Leilão A-5 contrata 815,6 MWh e movimenta R$ 8 bilhões.
O 39º Leilão de Energia Nova A-5, realizado nesta sexta-feira (22) pelo Ministério de Minas e Energia (MME) e conduzido pela Câmara de Comercialização de Energia Elétrica (CCEE), resultou na contratação de 815,6 MW de capacidade instalada. O montante será gerado por 65 usinas hidrelétricas, com preço médio de R$ 392,84/MWh, representando deságio de 3,16% em relação ao teto de referência de R$ 411/MWh.
Os investimentos somam cerca de R$ 8 bilhões, segundo dados da Associação Brasileira de PCHs e CGHs (Abrapch). Considerando o custo médio de R$ 10 milhões por megawatt instalado, o volume total de investimentos pode chegar a R$ 8,8 bilhões.
Durante o leilão, o ministro de Minas e Energia, Alexandre Silveira, destacou o impacto social das PCHs. “Asseguramos o presente e o futuro. Se considerarmos o potencial de 13 GW de novas hidrelétricas até 50 MW já colocadas em perspectiva, conseguiremos gerar até 800 mil empregos”, afirmou.
Silveira também ressaltou o papel estratégico da energia hidrelétrica para a reindustrialização do país. “A retomada das hidrelétricas impulsiona a indústria brasileira, pois dominamos todas as etapas da cadeia de produção, desde a engenharia até a operação”, declarou.
A energia contratada será integralmente nacional. Do total, 96,92% serão provenientes de novos projetos de Pequenas Centrais Hidrelétricas (PCHs) e Centrais Geradoras Hidrelétricas (CGHs) — empreendimentos que aguardavam há 12 anos por este leilão —, enquanto 3,08% correspondem a Usinas Hidrelétricas (UHEs). Há projetos contemplados em todas as regiões do Brasil.
“A contratação de quase 815,6 MW instalados representa uma retomada muito importante para o setor de PCHs, com aproximadamente R$ 8 bilhões em investimentos e a geração de quase 50 mil empregos no país”, afirmou a presidente da Abrapch, Alessandra Torres de Carvalho, durante seu discurso no leilão.

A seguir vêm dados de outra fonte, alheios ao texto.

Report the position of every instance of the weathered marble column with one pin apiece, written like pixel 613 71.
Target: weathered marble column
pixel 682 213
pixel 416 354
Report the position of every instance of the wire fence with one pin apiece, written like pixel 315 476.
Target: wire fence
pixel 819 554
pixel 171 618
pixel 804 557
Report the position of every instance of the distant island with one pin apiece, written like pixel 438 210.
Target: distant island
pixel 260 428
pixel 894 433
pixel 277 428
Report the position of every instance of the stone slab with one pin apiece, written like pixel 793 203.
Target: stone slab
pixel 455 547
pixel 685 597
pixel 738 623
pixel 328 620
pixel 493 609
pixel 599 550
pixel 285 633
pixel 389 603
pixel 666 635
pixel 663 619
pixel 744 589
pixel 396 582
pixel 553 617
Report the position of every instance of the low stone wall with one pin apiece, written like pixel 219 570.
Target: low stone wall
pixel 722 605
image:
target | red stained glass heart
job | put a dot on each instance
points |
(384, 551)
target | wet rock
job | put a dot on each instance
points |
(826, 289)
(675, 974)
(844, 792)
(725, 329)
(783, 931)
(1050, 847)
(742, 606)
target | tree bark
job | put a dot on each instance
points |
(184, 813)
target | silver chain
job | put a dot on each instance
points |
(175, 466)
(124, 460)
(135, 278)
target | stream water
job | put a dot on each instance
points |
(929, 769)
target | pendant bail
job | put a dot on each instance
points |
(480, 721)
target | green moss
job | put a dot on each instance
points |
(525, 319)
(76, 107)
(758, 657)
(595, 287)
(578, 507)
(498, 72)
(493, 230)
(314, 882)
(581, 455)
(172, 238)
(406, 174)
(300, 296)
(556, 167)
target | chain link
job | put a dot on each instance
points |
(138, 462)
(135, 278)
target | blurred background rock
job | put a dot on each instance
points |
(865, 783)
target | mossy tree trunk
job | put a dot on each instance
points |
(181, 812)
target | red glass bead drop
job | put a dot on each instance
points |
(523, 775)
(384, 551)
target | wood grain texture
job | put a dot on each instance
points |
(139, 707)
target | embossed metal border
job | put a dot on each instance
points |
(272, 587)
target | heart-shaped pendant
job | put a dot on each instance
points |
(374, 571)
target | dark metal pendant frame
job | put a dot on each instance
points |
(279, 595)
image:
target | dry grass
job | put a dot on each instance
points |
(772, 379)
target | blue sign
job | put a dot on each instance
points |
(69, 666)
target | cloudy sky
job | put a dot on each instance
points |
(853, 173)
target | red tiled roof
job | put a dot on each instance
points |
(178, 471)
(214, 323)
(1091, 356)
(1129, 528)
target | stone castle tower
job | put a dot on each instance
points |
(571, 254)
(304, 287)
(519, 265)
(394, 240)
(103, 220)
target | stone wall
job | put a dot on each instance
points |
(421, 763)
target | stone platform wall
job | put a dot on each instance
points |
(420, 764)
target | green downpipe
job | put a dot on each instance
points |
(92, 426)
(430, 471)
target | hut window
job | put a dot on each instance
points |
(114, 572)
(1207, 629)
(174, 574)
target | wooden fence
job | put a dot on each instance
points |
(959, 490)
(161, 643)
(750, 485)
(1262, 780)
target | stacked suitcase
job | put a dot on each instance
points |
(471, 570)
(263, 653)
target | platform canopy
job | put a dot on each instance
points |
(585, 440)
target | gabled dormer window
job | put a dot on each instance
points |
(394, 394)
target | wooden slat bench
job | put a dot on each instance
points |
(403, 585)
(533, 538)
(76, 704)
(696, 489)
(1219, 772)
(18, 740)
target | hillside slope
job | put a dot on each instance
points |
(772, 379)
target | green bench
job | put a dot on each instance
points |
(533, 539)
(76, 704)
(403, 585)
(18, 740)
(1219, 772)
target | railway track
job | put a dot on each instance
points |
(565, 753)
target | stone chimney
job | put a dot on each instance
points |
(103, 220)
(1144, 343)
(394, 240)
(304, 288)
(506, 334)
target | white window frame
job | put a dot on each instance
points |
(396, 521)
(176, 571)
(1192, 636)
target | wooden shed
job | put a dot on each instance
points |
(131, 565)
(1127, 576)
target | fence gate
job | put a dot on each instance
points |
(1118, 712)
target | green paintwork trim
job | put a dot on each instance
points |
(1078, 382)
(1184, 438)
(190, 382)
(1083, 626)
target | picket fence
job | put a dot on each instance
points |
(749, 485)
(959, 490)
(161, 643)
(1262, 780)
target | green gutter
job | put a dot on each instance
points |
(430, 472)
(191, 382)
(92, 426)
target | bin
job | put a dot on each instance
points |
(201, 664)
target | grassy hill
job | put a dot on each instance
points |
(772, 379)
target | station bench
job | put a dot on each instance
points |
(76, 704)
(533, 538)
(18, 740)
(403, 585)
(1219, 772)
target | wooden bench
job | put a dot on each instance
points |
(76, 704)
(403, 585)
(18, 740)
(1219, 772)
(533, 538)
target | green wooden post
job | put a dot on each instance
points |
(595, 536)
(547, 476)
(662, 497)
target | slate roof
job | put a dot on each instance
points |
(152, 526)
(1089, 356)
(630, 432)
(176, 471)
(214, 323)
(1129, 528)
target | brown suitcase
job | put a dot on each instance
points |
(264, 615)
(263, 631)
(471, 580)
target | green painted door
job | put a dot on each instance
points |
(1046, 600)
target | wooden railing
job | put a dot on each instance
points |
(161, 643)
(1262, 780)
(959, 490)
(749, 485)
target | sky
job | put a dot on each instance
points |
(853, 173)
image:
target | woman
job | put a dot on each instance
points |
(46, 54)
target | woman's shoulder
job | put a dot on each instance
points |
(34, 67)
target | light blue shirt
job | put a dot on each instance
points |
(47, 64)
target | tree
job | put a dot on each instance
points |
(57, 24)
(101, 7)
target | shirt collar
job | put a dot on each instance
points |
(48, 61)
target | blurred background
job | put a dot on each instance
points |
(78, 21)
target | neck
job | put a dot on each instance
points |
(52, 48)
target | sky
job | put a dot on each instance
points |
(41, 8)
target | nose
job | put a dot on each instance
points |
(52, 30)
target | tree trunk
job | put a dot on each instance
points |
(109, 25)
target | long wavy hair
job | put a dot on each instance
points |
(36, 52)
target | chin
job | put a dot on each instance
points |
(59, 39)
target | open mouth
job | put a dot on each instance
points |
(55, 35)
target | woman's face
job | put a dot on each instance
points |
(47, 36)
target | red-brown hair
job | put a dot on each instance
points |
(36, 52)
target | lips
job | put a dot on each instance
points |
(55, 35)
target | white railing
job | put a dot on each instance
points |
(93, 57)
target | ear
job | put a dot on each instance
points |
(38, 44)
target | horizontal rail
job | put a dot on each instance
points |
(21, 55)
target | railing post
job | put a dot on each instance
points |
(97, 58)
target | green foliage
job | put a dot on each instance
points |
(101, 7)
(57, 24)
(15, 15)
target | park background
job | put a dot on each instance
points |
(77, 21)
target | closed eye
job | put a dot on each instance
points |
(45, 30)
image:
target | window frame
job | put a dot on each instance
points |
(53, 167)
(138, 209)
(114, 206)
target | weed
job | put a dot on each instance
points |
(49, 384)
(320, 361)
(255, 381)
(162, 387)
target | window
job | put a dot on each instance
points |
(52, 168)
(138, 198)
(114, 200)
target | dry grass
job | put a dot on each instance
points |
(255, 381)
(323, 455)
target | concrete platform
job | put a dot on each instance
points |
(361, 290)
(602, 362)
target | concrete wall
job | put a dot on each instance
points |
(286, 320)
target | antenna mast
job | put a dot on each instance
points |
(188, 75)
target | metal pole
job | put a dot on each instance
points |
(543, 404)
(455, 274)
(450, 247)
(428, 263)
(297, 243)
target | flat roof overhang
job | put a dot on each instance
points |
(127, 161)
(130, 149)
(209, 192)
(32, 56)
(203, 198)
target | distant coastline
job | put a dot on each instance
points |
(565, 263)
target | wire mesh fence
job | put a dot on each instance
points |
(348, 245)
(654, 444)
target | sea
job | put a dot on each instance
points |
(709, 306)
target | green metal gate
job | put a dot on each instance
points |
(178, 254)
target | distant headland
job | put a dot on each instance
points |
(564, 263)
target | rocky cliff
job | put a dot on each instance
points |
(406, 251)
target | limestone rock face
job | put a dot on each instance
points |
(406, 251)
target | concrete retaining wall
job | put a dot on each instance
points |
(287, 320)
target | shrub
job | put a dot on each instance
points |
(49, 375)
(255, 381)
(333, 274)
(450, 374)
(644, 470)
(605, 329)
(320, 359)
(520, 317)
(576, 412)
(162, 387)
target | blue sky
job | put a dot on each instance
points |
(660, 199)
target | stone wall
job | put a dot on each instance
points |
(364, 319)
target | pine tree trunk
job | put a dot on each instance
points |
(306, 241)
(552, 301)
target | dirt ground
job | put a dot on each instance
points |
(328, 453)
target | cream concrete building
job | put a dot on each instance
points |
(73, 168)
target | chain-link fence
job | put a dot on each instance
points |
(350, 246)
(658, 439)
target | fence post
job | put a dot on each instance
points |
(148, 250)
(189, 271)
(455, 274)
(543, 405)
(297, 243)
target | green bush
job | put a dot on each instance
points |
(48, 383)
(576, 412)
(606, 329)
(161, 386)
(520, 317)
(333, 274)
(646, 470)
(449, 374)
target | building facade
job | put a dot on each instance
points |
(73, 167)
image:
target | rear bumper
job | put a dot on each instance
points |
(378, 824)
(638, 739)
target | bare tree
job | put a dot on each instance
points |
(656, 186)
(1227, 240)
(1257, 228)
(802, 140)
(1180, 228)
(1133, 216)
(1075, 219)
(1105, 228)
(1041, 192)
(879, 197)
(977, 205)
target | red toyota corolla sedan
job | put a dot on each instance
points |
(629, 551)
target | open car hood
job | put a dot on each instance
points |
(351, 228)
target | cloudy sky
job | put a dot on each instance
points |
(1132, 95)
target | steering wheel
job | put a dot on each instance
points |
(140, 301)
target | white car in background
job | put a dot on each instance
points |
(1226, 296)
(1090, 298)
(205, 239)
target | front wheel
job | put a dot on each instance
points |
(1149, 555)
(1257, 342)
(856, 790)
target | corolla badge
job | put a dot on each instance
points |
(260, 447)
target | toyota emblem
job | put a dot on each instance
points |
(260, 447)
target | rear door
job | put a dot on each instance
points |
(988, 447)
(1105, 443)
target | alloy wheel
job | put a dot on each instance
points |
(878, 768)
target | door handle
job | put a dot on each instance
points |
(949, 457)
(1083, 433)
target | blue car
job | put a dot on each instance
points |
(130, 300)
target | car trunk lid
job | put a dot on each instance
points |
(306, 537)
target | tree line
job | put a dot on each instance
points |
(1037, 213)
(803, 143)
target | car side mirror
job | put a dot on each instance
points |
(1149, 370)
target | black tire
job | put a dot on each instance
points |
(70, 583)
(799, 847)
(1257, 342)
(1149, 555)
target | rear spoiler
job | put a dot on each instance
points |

A predominância entre os projetos vencedores foi de PCHs e CGHs, distribuídas por diversos estados, com destaque para Santa Catarina, Goiás, Mato Grosso, Rio Grande do Sul e Paraná. O investimento global estimado nos empreendimentos vencedores é de R$ 5,46 bilhões. Somente no Paraná, os 11 projetos aprovados somam R$ 1,5 bilhão em investimentos para geração de energia.
“Ainda temos cerca de 13 GW de PCHs inventariadas pela Aneel, que poderiam gerar mais de R$ 100 bilhões em investimentos e mais de 1 milhão de empregos em mais de 3 mil municípios. No entanto, este leilão já representa um marco para o setor elétrico brasileiro”, reforçou Alessandra.
Ela também rebateu críticas às PCHs, que, segundo afirmou, foram incorretamente classificadas como “jabutis”. “São, na verdade, políticas públicas de desenvolvimento regional, de qualidade e renováveis”, afirmou, ao destacar que as PCHs e CGHs geram emprego, renda e contribuem para a proteção ambiental por meio de seus reservatórios.
Além de fornecer energia limpa e renovável, os empreendimentos hidrelétricos desempenham um papel socioambiental relevante. Eles contribuem para o aumento significativo das matas ciliares no entorno das áreas de preservação permanente — em média 3,5 vezes mais —, promovem a preservação das nascentes e possibilitam a retirada de resíduos dos rios, melhorando a qualidade da água para a população.
Esses empreendimentos também geram emprego e renda, elevam o Índice de Desenvolvimento Humano (IDH) das regiões onde estão inseridos, apresentam baixa emissão de carbono e não deixam passivos ambientais após o término de sua vida útil, diferentemente de outras fontes de geração de energia. Esses fatores reforçam os múltiplos benefícios econômicos, sociais e ambientais associados à expansão da matriz hidrelétrica.